Dude! Why weren't you around when Intel and AMD were spending all that time adding floating point hardware to their CPUs years ago. You could have saved them so much time and money! Obviously, they were mislead as to this particular need.
... or maybe you need to get out more, and there are a helluva lot more applications that benefit greatly from hardware FP than you claim. Ever had to recompute a massive spreadsheet that took more than an hour with hardware FP? It would take days with software FP. And then there is stuff like simple gaming, and its close cousin simulation. AMD suffered big time in the K6 days because their hardware FP wasn't as good as Intel's; something they fixed with the Athlon. Not to mention all the scientific computing you just mentioned, which may or may not fit a CUDA-like model. Your view of the computing world appears to be exceedingly small.
Your approach reminds me of grid computing. You can push stuff into a grid and take advantage of massively parallel computational power. Something that might otherwise take days can be done in minutes, making very complex problems rather simple. That is, if it fits the grid paradigm. Of course, you have to re-architect the solution to this completely non-traditional paradigm. And random data access is very different -- you can't just query a SQL database. Grid data is distributed in chunked files around the grid for fast parallel access, but is extremely inefficient to access in a random access pattern. You could put an actual SQL database on the grid, but it would likely melt down as many thousands of processes try to access the data at the same time, since it's not designed for these sorts of access patterns.

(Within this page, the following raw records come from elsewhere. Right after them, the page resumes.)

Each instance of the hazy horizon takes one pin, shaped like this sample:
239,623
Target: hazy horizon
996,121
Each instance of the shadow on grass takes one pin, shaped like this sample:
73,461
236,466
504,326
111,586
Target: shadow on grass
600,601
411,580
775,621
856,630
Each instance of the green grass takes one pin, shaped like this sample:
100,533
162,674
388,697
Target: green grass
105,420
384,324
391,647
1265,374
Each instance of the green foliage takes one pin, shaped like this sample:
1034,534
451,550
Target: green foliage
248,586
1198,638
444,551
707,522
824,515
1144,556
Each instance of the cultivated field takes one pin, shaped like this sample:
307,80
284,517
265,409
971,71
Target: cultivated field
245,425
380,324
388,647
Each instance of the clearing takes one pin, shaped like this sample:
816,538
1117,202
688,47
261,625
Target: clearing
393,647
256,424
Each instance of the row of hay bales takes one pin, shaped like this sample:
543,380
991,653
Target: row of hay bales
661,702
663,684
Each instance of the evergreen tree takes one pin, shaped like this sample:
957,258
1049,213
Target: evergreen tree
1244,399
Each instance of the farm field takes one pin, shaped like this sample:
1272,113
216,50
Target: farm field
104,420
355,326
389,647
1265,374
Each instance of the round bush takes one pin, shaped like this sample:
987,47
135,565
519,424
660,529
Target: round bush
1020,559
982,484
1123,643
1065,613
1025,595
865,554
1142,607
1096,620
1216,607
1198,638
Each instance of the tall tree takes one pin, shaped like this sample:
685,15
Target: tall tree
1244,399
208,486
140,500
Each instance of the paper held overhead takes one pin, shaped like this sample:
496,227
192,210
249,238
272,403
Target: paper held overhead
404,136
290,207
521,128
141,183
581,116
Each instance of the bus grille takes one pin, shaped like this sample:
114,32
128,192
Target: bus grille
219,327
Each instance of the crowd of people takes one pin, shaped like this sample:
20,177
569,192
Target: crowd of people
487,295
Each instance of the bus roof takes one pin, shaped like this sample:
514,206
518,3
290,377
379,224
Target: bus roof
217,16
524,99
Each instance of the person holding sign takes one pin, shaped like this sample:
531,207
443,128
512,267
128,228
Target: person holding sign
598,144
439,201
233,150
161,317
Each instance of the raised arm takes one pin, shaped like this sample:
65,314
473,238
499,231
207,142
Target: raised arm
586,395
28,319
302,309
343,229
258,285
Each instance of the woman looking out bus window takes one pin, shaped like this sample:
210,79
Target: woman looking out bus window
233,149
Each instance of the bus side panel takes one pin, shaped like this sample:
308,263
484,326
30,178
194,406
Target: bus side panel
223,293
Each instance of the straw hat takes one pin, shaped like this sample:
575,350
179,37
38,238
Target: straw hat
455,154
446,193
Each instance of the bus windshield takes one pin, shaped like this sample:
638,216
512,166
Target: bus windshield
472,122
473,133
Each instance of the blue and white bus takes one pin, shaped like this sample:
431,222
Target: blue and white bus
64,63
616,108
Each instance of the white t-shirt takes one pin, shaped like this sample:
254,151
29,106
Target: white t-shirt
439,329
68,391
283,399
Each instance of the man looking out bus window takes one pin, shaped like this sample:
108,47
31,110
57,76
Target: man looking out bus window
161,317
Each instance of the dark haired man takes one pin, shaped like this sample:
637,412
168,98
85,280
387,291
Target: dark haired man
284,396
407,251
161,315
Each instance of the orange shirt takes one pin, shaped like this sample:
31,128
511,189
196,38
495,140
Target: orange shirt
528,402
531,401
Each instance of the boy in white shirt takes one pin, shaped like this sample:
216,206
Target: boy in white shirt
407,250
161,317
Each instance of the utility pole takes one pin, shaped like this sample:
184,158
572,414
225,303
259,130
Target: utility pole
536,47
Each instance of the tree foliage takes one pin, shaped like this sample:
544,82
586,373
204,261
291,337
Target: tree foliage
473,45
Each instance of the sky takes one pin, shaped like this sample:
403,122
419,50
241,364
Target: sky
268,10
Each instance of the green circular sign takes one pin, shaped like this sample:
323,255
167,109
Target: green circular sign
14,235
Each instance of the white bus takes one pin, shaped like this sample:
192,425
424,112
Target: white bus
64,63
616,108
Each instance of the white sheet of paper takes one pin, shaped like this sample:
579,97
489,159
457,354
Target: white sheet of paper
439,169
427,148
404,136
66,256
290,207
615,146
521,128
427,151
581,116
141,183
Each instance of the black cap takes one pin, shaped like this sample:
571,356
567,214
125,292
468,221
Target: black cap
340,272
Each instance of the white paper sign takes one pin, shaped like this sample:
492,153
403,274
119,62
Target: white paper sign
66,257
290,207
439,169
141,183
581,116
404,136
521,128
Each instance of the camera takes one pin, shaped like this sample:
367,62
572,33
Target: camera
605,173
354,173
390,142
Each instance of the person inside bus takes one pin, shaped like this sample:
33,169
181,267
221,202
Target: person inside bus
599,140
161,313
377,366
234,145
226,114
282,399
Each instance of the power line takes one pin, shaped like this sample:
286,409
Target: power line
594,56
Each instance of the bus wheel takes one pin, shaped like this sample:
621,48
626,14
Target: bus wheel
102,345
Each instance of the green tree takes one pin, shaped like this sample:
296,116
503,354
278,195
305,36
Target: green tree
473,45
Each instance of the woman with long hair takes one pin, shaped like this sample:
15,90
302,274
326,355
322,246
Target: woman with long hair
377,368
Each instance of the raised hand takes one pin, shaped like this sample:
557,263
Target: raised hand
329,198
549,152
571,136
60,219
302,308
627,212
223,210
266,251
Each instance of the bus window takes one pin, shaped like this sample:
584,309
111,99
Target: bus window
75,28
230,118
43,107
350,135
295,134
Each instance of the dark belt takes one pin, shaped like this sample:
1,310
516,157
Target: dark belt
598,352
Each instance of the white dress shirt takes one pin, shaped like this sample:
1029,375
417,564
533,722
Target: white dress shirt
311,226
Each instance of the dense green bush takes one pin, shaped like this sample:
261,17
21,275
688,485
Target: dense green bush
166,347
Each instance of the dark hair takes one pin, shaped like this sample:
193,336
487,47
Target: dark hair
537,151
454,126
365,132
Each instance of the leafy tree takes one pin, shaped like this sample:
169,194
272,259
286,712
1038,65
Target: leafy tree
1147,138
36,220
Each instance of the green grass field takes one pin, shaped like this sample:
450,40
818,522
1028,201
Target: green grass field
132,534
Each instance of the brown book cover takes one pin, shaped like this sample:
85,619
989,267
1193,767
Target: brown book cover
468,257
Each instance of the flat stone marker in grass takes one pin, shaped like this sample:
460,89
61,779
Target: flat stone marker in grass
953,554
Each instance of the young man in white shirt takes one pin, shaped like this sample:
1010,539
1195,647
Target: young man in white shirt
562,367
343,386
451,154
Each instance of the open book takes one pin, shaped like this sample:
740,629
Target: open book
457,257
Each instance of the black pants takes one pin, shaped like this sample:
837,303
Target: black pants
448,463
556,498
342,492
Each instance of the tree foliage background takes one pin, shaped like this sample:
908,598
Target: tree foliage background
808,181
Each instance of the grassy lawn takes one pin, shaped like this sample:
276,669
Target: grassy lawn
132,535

The point is, as others have quite eloquently pointed out, not everything fits the GPU model, and even if it did, GPUs are not consistently available, consistently featureful, or even consistently of the same API. Maybe some day when GPU units are built into every processor, ala AMD Fusion, the streaming processors can be more closely integrated with the CPU. But that's a long way off. What we have now is clumsily integrated and must be explicitly accommodated.
Sorry, but you're completely off base in your analysis. Yes, for
certain problems GPU-based solutions are awesome, just as for
certain problems grid-based parallelism is awesome. But the problem must fit the solution space in this particular case, rather than the other way around.